Velveteen & Mandala


By Jiro Matsumoto (Vertical)
ISBN: 978-1-935654-30-8 (Tankōbon PB)

Things have been a bit too much sweetness and light around here lately. Here’s a change of pace and taste then then needs a bit of an advisory warning. This book revels in gratuitous violence, barely-closeted misogyny and sexualised imagery. So why, then, is it so very good?

Civilisation has radically changed. What we knew is no longer right or true, but disturbing remnants remain to baffle and terrify, as High School girl Velveteen and her decidedly off-key classmate and companion/enemy Mandala eke out an extreme existence on the banks of a river in post-Zombie-Apocalypse Tokyo.

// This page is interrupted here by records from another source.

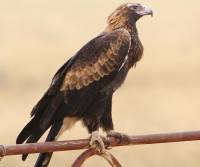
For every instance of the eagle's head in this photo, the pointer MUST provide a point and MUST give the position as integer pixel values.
(127, 14)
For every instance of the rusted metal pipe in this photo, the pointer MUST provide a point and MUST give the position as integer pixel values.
(91, 152)
(84, 143)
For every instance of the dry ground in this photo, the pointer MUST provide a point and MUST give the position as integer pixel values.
(160, 95)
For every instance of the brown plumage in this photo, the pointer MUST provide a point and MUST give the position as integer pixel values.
(82, 88)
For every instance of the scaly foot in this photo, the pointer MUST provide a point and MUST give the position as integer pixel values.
(96, 141)
(123, 138)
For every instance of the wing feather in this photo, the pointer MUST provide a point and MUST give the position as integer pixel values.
(106, 57)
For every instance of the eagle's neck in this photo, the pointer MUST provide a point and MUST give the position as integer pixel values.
(136, 49)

Here (with straight-faced nods to Tank Girl), using an abandoned battle-wagon as their crash-pad, the girls while away the days and nights casually slaughtering roaming hordes of zombies – at least whenever they can stop squabbling with each other…

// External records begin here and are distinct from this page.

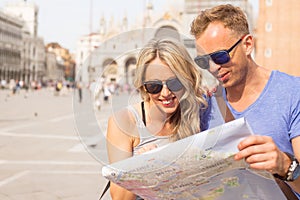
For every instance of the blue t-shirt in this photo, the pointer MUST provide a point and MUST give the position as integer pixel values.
(276, 112)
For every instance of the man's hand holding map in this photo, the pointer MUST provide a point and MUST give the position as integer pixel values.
(197, 167)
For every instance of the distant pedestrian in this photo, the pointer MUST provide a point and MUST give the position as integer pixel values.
(106, 93)
(79, 88)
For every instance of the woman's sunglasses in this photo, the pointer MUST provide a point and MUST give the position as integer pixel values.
(155, 87)
(218, 57)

From the very outset of this grim, sexy, gratuitous splatter-punk horror-show there is something decidedly “off” going on: a gory mystery beyond the usual “how did the world end this time?”

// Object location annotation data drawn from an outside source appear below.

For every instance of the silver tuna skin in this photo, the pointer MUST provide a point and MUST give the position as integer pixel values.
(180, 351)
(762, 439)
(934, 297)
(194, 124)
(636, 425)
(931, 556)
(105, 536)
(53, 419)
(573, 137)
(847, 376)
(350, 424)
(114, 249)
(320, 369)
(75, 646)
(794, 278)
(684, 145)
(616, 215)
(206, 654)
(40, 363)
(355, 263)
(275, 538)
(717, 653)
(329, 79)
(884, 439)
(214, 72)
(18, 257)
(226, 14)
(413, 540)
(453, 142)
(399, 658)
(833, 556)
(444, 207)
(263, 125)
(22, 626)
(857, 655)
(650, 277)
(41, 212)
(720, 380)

On the surface, Velveteen & Mandala (Becchin To Mandara in its original 14-chapter run between 2007-2009 in the periodical Manga Erotics F) is a monster-killing yarn which owes plenty to Buffy the Vampire Slayer, but there’s more than meets the eye or ballistic charge happening here.

We begin at ‘The Riverside’ with the pair awaking from dreams to realise and remember the hell they now inhabit. Cunning catch-up concluded, ‘Smoke on the Riverside’ then reveals a few of the nastier ground-rules of their current lifestyle, and especially Velveteen’s propensity for arson and appetite for destruction…

‘Sukiyaki’ finds the girls on edge as food becomes an issue, whilst the introduction of ‘The Super’ who monitors their rate of zombie dispatch leads to more information (but not necessarily any answers) in this enigmatic world, after which ‘The Cellar’ amps up the uncertainty as Velveteen steals into her new boss’s ghastly man-cave inner sanctum…

In a medium where extreme violence is commonplace, Matsumoto increasingly uses unglamourised nudity and brusque vulgarity to unsettle and shock the reader, but the flashback events of … ‘School Arcade, Underground Shelter’ – if true and not delusion – indicate that a society this debased might not be worth saving from the undead…

In ‘Omen’ and ‘Good Omen (Whisper)’ the obfuscating mysteries begins to clear as B52 bombers dumps thousands more corpses by the Riverside, adding to the “to do” roster of walking dead the girls must deal with once darkness falls…

Throughout the story Matsumoto liberally injects cool artefacts of fashion, genre and pop-culture seemingly at random, but as the oppressive horrors get ever closer to ending our heroines in ‘Genocide’ and ‘Deep in the Dark’, a certain sense can be imagined, so that once the Super is removed and Velveteen promoted to his position in ‘Parting’, the drama spirals into a hallucinogenic – possibly untrustworthy – climax for ‘Mandala’s Big Farewell Party’ and ‘Nirvana’ before the further revelations of ‘Flight’…

Deliberately misleading and untrustworthy – and strictly aimed at over-18s – this dark, nasty, scatologically excessive tale graphically celebrates the differences between grotesque, flesh-eating dead-things and the constantly biologically mis-functioning Still-Living (although the zombie “Deadizens” are still capable of cognition, speech and rape…); all wrapped up in the culturally acceptable and traditional manner of one blowing the stuffings out of the other…

Confirmed confrontationalist Jiro Matsumoto (Uncivilized Planet, Avant-Pop Mars, A Revolutionist in the Afternoon, Tropical Citron) is probably best known for dystopian speculative sci-fi revenge thriller Freesia, but here his controversial yet sublime narrative gifts are turned to a much more psychologically complex – almost meta-fictional – layering of meaning upon revelation upon contention, indicating that if you have a strong enough stomach the very best is still to come…

First seen in English as a monochrome paperback in 2011, this stand-alone saga will be available in digital formats later this year.
© 2009 Jiro Matsumoto. All right reserved. Translation © 2011 Vertical, Inc.